Sunday, November 12 at 2:00pm
1800 Crescent Lane, also known as “The Hill” is an enclave of several historic homes that were saved from demolition and moved to the site. The Hill had its origins with Lee Epting’s grandparents, The Daniels, who lived there in the 1930s. Epting’s foray into historic preservation and reclamation came while converting his Grandfather Daniel’s barn for a party house while in college—a project which soon evolved into making the structure his home. In 1979, the Eptings provided a home for a circa 1800 two-story log house built by his family in South Carolina. As word spread, other condemned and threatened homes found their way to The Hill. Eventually, Epting’s orphanage for endangered houses grew to include eight period homes, located in a picturesque landscape of unpaved drives with no streetlights. The homes include the c. 1800 Donnald-Epting House, the c. 1801 Hodgson-Lumpkin House, and the c. 1818 Thurmond-Barks-Knowlton House. Four of the homes are used to host weddings, special events and business retreats and are rented for both short and long-term guest housing. This tour will last approximately two hours.

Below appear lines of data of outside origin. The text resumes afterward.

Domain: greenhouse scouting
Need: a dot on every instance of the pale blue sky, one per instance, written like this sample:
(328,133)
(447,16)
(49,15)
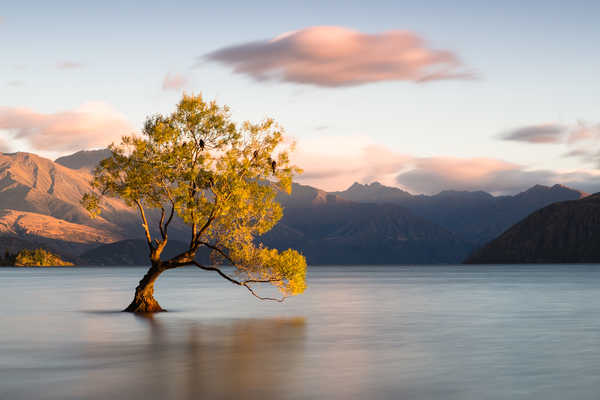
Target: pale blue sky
(536,63)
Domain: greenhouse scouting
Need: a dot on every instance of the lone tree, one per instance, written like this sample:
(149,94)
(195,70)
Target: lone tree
(221,179)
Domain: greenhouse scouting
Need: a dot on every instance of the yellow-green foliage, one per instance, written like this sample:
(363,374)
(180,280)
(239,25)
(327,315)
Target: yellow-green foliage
(38,258)
(221,178)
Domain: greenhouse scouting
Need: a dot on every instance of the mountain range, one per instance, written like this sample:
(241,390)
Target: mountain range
(365,224)
(564,232)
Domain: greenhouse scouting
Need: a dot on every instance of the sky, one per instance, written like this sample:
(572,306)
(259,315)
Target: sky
(425,96)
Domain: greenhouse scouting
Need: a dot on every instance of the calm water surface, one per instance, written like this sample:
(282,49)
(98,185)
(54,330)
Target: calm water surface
(443,332)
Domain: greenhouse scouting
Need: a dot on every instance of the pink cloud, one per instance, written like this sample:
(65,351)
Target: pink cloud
(91,125)
(333,56)
(335,162)
(4,146)
(544,133)
(69,65)
(174,82)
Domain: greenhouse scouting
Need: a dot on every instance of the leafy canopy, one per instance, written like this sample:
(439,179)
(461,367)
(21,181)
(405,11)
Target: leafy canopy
(220,178)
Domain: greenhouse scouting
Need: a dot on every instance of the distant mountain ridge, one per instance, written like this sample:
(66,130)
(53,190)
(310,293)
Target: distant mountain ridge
(366,224)
(477,217)
(86,160)
(564,232)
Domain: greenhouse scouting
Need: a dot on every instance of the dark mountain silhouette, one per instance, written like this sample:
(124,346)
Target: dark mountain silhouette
(131,252)
(476,217)
(332,230)
(565,232)
(367,224)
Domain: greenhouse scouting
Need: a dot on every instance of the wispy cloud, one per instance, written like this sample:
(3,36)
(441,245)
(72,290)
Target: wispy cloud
(581,140)
(174,82)
(69,65)
(334,163)
(333,56)
(4,148)
(91,125)
(15,83)
(544,133)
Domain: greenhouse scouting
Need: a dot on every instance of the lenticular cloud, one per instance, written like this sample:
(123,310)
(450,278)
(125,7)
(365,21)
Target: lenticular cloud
(332,56)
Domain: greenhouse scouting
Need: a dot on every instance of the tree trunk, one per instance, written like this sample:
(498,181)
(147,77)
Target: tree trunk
(143,301)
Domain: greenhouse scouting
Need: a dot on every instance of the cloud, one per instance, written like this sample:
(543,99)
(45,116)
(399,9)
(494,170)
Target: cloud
(4,148)
(92,125)
(432,175)
(545,133)
(332,56)
(335,162)
(174,82)
(582,140)
(15,83)
(69,65)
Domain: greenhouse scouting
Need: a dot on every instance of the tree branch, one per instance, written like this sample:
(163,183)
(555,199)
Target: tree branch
(162,219)
(239,283)
(145,224)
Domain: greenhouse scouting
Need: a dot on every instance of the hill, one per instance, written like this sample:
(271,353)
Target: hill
(476,217)
(565,232)
(331,230)
(86,160)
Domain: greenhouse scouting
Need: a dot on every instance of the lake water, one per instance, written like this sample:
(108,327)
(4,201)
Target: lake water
(427,332)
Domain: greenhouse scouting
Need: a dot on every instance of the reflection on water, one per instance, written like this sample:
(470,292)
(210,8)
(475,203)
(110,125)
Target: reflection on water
(448,332)
(250,359)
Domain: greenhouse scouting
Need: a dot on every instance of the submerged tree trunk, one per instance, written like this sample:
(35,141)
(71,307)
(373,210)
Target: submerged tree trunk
(144,301)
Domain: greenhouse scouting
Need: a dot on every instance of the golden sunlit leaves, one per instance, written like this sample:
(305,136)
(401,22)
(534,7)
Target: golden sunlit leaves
(221,179)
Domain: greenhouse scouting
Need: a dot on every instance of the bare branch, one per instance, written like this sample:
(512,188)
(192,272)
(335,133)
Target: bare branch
(162,218)
(242,283)
(145,224)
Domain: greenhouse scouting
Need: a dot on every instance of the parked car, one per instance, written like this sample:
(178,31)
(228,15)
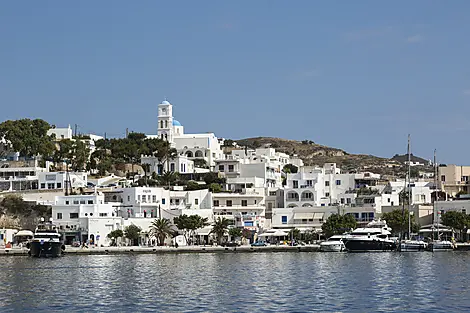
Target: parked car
(230,244)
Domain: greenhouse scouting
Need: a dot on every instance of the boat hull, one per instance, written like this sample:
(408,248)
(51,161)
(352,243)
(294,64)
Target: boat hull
(358,245)
(412,246)
(332,247)
(45,249)
(440,246)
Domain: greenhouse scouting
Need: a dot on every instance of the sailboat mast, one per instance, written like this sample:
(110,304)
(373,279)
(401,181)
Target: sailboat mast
(437,192)
(409,188)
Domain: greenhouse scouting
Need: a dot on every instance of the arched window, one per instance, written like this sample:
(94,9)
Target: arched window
(292,196)
(307,196)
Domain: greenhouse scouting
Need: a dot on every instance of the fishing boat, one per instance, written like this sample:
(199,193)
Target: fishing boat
(46,241)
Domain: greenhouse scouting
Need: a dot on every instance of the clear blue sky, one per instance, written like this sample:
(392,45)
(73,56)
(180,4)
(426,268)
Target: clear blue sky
(357,75)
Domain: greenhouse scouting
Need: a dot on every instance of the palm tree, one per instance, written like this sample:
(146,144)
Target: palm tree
(219,228)
(161,228)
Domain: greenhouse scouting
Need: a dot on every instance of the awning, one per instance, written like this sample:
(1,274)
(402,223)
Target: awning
(204,231)
(277,233)
(24,233)
(303,216)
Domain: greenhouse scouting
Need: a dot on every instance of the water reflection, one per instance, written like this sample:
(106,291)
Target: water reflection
(226,282)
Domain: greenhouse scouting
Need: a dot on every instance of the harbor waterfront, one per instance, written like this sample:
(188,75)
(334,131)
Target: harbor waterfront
(229,282)
(188,249)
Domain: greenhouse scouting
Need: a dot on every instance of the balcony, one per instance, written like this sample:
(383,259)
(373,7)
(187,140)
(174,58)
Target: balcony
(238,207)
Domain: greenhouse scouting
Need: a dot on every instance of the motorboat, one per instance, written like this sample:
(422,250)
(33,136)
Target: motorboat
(333,244)
(46,241)
(440,245)
(374,237)
(413,245)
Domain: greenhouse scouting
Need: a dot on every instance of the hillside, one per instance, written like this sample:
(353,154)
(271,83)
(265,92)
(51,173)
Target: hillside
(404,158)
(315,154)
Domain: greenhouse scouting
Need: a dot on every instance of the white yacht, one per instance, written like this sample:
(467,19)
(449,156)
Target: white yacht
(440,245)
(413,245)
(374,237)
(333,244)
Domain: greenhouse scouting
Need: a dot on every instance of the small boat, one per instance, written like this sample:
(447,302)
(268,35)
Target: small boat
(333,244)
(46,241)
(440,245)
(413,246)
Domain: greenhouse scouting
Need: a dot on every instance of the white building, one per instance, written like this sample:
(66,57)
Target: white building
(58,180)
(245,209)
(313,186)
(195,146)
(86,217)
(241,166)
(181,164)
(61,133)
(420,190)
(19,176)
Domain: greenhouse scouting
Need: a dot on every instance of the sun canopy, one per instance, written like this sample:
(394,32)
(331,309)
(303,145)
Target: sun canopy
(24,233)
(277,233)
(302,216)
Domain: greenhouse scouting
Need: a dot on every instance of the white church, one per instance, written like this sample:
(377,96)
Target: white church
(190,147)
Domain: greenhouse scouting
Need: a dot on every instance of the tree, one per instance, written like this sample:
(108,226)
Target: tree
(132,232)
(219,228)
(189,224)
(290,168)
(456,220)
(337,224)
(161,228)
(114,235)
(28,137)
(235,232)
(397,220)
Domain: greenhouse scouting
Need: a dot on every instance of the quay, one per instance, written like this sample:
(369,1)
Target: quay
(167,250)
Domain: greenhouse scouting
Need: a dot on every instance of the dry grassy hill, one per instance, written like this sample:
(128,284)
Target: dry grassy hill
(315,154)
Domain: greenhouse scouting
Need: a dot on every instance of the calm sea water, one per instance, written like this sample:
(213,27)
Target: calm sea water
(255,282)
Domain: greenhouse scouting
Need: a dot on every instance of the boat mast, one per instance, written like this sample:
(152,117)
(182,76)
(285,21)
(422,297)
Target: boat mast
(409,187)
(437,194)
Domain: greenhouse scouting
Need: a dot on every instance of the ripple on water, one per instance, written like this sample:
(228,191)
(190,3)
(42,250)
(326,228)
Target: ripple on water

A native Athenian, Lee Epting attended Emory University and the University of Georgia, from which he earned a BBA in 1967. While at both colleges, he ran his fraternity’s kitchen as a business, and his career in catering and restaurant operation was launched. Early in his career, Epting restored the 1909 Southern Railway passenger station on Hoyt Street and opened a restaurant there. His catering business began soon after, and today he is the owner of Epting Events, which began with himself, a cook and a bartender and has now expanded into a business which employs 75 people. Epting has served as a trustee with the Athens-Clarke Heritage Foundation and is a generous supporter of many local causes and events.